“El hecho de que un frente de lluvias barriera San Sebastián durante el
inicio de aquella Semana Grande de 2009 no anunciaba nada bueno, pero
nadie imaginó que una serie de incidentes convertiría esa contingencia
en una mera anécdota sin importancia. Aún hoy, quienes vivieron
aquellos días se preguntan qué pasó realmente, aunque las autoridades
prefirieron correr un tupido velo y los medios de comunicación rara vez
hacen referencia a aquellos extraños acontecimientos.
Primero fue la invasión playera de medusas. Sí, sin duda, era un
engorro, pero su repercusión quedó paliada, en parte porque ya se había
producido antes, en parte por el mal tiempo. Un detalle, sin embargo,
apuntaba a que estábamos en puertas de acontecimientos insólitos: cada
una de las medusas llevaba incorporada propaganda de una entidad
bancaria. Algunas voces aisladas apuntaron a una de las ciudadades
rivales en la candidatura a la Capitalidad Cultural 2016 como
responsable de la invasión. Con todo, la cosa no pasó a mayores.
Lo que instaló entre los donostiarras la sospecha de que nos
encontrábamos ante un boicot perfectamente planeado fue el sabotaje
que, mediante extintores, sufrieron las lanzaderas de fuegos
artificiales y que dio al traste con el primer espectáculo pirotécnico.
Y la sospecha se convirtió en certeza cuando el fenómeno se repitió al
día siguiente, esta vez, en combinación con un ataque informático al
sistemático frigorífico de las principales heladerías donostiarras.
Privada de tan exquisito placer, la mayor parte de la gente optó por
quedarse en casa, aunque rumores que nunca se pudieron confirmar
hablaban de la existencia de un mercado negro en el que el cucurucho de
sabor a ‘Pitufo’ que los más pertinaces pagaban a precio de ‘farlopa’.

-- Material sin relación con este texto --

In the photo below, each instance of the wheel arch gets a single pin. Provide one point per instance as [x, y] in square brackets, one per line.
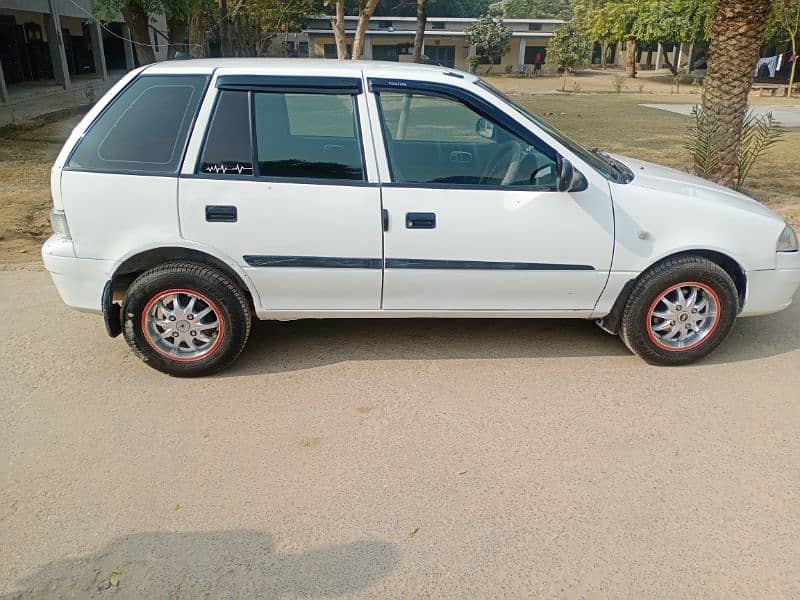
[730, 265]
[136, 264]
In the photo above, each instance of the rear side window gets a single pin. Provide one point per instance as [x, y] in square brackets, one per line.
[290, 136]
[228, 149]
[307, 136]
[144, 130]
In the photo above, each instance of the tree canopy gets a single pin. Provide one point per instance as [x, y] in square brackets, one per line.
[490, 37]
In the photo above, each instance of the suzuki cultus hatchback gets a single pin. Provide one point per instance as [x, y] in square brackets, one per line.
[197, 195]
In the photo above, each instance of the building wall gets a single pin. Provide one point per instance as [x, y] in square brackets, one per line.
[511, 58]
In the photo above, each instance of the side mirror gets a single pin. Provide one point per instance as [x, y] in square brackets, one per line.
[570, 180]
[484, 128]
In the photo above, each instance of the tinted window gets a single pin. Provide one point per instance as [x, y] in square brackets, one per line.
[311, 136]
[145, 127]
[431, 139]
[228, 148]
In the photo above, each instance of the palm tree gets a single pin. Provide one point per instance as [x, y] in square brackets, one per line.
[737, 28]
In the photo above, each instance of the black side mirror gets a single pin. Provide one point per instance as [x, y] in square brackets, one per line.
[570, 180]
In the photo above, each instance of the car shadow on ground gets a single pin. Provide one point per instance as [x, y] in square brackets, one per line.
[214, 564]
[296, 345]
[306, 344]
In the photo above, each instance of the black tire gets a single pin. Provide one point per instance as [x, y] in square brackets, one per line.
[212, 288]
[635, 329]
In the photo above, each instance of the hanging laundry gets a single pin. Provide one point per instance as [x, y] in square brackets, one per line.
[771, 62]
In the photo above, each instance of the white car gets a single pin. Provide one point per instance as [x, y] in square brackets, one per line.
[199, 194]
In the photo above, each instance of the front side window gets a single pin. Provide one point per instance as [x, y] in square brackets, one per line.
[144, 129]
[432, 139]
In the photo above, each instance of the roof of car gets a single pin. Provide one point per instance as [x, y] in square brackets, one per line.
[301, 66]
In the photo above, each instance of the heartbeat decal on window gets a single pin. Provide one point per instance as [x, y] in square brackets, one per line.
[228, 168]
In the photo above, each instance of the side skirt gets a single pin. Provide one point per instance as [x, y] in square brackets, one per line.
[288, 315]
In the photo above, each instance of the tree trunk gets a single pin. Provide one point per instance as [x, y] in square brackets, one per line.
[419, 36]
[225, 43]
[630, 56]
[794, 65]
[361, 28]
[337, 24]
[665, 57]
[737, 28]
[197, 35]
[138, 23]
[178, 33]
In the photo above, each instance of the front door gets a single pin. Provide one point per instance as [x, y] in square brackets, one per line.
[474, 218]
[281, 188]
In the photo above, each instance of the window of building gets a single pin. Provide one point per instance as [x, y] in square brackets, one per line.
[228, 147]
[144, 130]
[307, 136]
[436, 140]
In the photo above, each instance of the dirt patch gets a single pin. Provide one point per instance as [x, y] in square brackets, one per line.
[26, 154]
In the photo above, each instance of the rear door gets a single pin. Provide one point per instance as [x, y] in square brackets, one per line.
[281, 186]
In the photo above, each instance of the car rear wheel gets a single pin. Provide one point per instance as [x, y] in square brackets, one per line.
[185, 319]
[679, 311]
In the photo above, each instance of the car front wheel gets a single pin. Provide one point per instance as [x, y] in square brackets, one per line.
[185, 319]
[679, 311]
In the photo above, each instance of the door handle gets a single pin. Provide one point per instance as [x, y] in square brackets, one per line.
[221, 214]
[420, 220]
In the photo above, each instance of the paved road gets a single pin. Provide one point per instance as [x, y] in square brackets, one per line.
[788, 116]
[404, 459]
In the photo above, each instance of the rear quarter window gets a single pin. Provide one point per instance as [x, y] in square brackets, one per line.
[144, 129]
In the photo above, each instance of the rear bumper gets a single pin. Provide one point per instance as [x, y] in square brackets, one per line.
[772, 290]
[79, 281]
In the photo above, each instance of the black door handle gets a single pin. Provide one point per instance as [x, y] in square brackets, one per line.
[221, 214]
[420, 220]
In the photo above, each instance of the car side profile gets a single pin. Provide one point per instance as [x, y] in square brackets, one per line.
[198, 195]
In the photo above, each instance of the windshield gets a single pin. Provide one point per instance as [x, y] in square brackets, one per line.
[595, 158]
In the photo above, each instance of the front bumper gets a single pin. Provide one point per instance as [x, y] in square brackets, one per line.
[772, 290]
[79, 281]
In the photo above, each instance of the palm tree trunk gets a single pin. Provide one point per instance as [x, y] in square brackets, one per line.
[361, 28]
[138, 23]
[337, 24]
[737, 28]
[630, 55]
[419, 36]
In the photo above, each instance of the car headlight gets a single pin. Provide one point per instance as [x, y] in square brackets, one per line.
[788, 241]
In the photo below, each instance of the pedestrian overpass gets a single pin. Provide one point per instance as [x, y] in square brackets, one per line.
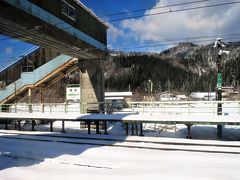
[66, 26]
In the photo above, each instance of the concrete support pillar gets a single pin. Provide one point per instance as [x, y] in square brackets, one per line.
[19, 125]
[189, 131]
[105, 127]
[33, 125]
[141, 130]
[91, 83]
[51, 126]
[42, 92]
[126, 124]
[89, 127]
[132, 129]
[63, 127]
[30, 100]
[97, 127]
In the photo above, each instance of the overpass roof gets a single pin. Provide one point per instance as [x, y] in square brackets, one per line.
[90, 12]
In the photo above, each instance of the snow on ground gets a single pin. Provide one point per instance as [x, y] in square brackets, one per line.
[32, 160]
[230, 133]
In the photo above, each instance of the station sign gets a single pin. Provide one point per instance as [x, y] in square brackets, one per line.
[219, 80]
[73, 93]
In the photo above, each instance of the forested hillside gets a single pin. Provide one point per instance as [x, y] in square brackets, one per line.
[184, 68]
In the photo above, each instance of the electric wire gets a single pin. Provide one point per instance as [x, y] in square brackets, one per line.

La concatenación de todos estos hechos hizo saltar todas las alarmas,
pero ni siquiera los más pesimistas fueron capaces de anticipar lo que
sucedería a continuación. Fue durante el concurso de tortilla de
patatas. El ambiente era ideal: héroes de las mejores sociedades
gastronómicas, amas de casa del San Sebastián de toda la vida, jóvenes
casaderas de la alta sociedad y auténticos jatorras con ansias de
notoriedad, todos dispuestos a complacer a un jurado compuesto por
nuestros cocineros tres estrellas Michelin, todos ellos dotados de su
correspondiente Tambor de Oro por su incansable labor en pro de la
ciudad.
En la mediateca de Tabakalera podrán ustedes visionar las grabaciones
televisivas de aquella mañana, la primera soleada que pudimos disfrutar
en aquella Aste Nagusia. “Yo le pongo mucho cariño”, verán ustedes que
declara una señora ante las cámaras. “Lo principal es que esté poco
cuajada”, comenta un concursante. “Lo más importante es la materia
prima”, proclamaba el presidente del jurado. En términos mediáticos,
fueron sus últimas palabras, al menos, aquel año.

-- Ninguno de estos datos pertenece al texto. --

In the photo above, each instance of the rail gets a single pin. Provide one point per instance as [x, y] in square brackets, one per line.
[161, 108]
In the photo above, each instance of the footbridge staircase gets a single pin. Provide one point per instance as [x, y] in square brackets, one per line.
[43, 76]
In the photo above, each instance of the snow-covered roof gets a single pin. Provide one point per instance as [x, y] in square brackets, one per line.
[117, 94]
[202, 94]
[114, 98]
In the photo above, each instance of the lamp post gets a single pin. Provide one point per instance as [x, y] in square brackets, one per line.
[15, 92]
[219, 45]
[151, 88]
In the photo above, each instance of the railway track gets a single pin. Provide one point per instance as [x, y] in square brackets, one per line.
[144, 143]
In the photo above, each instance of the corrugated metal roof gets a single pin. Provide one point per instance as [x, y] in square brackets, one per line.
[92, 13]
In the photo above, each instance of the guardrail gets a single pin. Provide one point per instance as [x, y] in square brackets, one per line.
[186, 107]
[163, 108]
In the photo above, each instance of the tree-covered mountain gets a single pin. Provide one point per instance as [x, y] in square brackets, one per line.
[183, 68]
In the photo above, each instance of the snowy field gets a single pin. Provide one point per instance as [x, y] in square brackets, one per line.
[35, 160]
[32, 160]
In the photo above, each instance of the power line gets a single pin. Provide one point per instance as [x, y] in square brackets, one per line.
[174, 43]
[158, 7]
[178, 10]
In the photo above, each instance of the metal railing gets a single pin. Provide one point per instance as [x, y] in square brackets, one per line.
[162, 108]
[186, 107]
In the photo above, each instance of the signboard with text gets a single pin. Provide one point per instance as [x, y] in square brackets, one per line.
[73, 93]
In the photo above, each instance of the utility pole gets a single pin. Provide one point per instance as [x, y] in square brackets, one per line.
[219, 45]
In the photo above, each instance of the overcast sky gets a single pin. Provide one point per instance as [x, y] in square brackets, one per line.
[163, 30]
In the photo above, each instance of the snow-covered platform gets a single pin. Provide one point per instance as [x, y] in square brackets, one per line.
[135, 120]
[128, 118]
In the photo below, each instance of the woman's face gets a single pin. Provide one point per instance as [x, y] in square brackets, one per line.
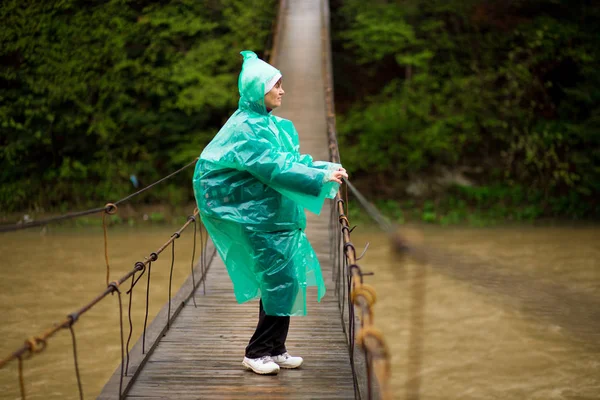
[273, 98]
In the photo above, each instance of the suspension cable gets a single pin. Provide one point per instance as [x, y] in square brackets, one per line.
[77, 214]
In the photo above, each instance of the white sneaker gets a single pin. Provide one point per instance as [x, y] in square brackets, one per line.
[263, 365]
[286, 361]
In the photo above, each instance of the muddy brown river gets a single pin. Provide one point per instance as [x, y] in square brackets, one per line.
[497, 313]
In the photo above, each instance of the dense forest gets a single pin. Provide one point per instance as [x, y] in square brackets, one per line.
[449, 107]
[95, 92]
[487, 106]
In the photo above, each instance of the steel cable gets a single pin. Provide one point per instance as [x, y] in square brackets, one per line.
[77, 214]
[79, 386]
[147, 303]
[170, 283]
[193, 218]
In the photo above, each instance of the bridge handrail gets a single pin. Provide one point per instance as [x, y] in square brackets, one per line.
[37, 343]
[361, 295]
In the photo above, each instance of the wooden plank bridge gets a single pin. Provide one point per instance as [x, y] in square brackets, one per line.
[200, 356]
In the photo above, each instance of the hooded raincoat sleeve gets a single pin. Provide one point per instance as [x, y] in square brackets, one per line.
[285, 172]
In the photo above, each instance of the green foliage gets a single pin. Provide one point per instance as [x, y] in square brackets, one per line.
[94, 92]
[508, 89]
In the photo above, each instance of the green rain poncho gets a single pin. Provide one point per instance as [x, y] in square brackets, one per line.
[252, 185]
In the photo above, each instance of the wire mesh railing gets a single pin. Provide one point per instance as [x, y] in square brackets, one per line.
[356, 298]
[37, 343]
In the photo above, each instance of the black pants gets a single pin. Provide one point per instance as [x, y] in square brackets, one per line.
[269, 337]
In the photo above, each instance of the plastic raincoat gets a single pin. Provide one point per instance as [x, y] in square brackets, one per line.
[252, 185]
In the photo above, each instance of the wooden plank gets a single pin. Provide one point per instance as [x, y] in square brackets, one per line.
[200, 356]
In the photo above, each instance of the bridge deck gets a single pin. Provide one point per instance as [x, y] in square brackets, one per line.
[200, 356]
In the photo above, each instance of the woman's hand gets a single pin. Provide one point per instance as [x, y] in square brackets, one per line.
[337, 176]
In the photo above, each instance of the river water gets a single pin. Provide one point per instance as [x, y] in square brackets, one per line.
[502, 313]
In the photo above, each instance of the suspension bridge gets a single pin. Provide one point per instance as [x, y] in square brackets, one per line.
[193, 348]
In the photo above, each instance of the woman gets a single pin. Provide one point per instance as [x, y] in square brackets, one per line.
[252, 185]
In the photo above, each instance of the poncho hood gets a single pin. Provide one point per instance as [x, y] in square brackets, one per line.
[255, 76]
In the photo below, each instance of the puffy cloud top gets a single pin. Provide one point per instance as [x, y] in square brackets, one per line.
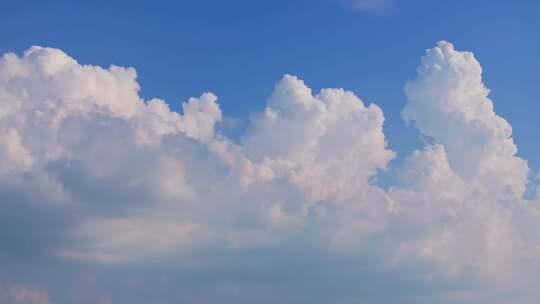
[90, 171]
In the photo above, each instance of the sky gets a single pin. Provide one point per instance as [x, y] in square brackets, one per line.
[323, 151]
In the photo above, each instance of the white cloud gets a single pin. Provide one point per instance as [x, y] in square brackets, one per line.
[117, 179]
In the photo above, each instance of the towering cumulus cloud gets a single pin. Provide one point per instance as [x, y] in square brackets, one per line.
[98, 186]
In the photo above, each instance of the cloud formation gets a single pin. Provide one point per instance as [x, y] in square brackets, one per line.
[92, 174]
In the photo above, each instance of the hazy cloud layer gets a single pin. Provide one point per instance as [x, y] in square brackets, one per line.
[109, 198]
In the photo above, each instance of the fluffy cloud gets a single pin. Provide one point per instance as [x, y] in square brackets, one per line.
[92, 173]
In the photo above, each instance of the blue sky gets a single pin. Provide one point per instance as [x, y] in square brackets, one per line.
[238, 184]
[239, 49]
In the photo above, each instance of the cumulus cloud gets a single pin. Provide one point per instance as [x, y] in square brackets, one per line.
[92, 173]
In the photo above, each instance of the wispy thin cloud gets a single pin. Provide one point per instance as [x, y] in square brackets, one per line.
[374, 7]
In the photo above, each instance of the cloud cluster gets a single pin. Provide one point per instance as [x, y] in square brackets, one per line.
[92, 173]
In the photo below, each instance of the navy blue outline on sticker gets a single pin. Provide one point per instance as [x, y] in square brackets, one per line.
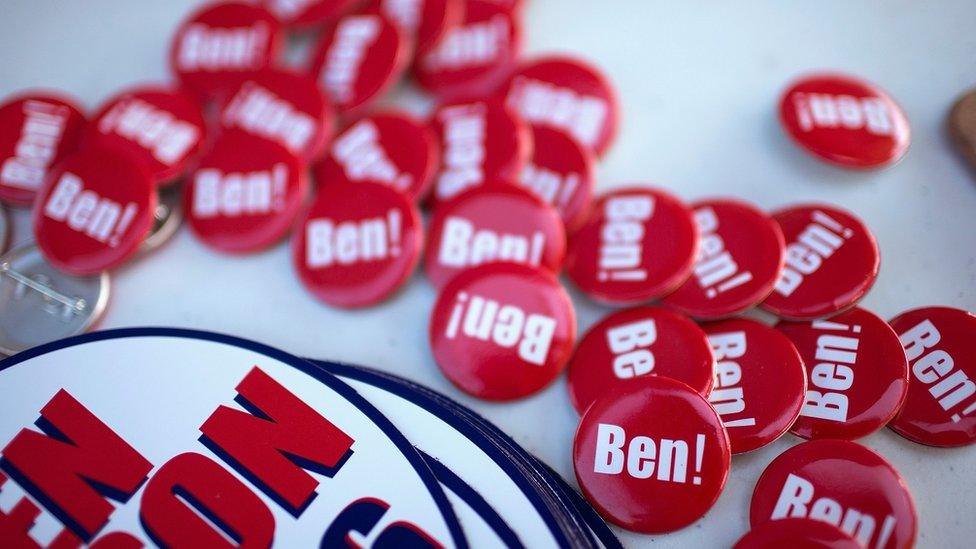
[317, 373]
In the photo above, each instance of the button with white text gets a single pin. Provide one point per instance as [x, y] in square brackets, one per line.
[392, 148]
[562, 172]
[162, 128]
[832, 260]
[37, 130]
[760, 382]
[493, 223]
[359, 59]
[638, 244]
[845, 120]
[502, 331]
[245, 194]
[357, 244]
[739, 260]
[474, 58]
[840, 482]
[940, 409]
[283, 106]
[220, 46]
[93, 212]
[481, 141]
[638, 342]
[652, 456]
[568, 94]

Tanto él como sus compañeros cocineros fueron víctimas de una fuerte y
copiosa gastroenteritis, apenas habían concluido la cata de las
dieciséis tortillas -tres de ellas deconstruidas- presentadas a
concurso. La selectiva intoxicación, no hace falta decirlo, dio con los
artistas de los fogones en las mejores camas del Hospital, en donde a
lo largo de los siguientes meses se les sometería a incontables lavados
de estómago. Nunca se localizó la tortilla venenosa ni, por supuesto,
se identificó a su creador.
Con todo, lo peor fue la decisión unánime por parte de llos pacientes
de de mantener abiertos al público durante todo el verano sus
respectivos establecimientos. La constatación de que los restaurantes
seguían funcionando perfectamente, algunos incluso por encima de su
nivel habitual, a pesar de la ausencia de sus propietarios redundó en
contra de su hasta entonces indiscutible y merecido prestigio.
Después de aquello, los ataques cesaron igual que comenzaron: sin
previo aviso. la Semana Grande finalizó y los ciudadanos recuperamos la
normalidad a base de aferrarnos a nuestras rutinas. Aquellos hechos
nunca llegaron a aclararse. Quizás fuese así mejor. La Policía habló de
un grupo de juegos de rol, pero lo cierto es que había pruebas o
indicios que respaldaran esta afirmación, jamás se hicieron públicas.
Fue un duro golpe para la autoestima de la ciudad, pero con el paso del
tiempo, el tema fue difuminándose en nuestras memorias hasta
desaparecer por completo y -como procede en estos casos- sin dejar
rastro. Sobre todo, una vez que Donostia obtuvo la Capitalidad Cultural
2016. Cuál fue el resultado de tamaño éxito ya es otra historia”.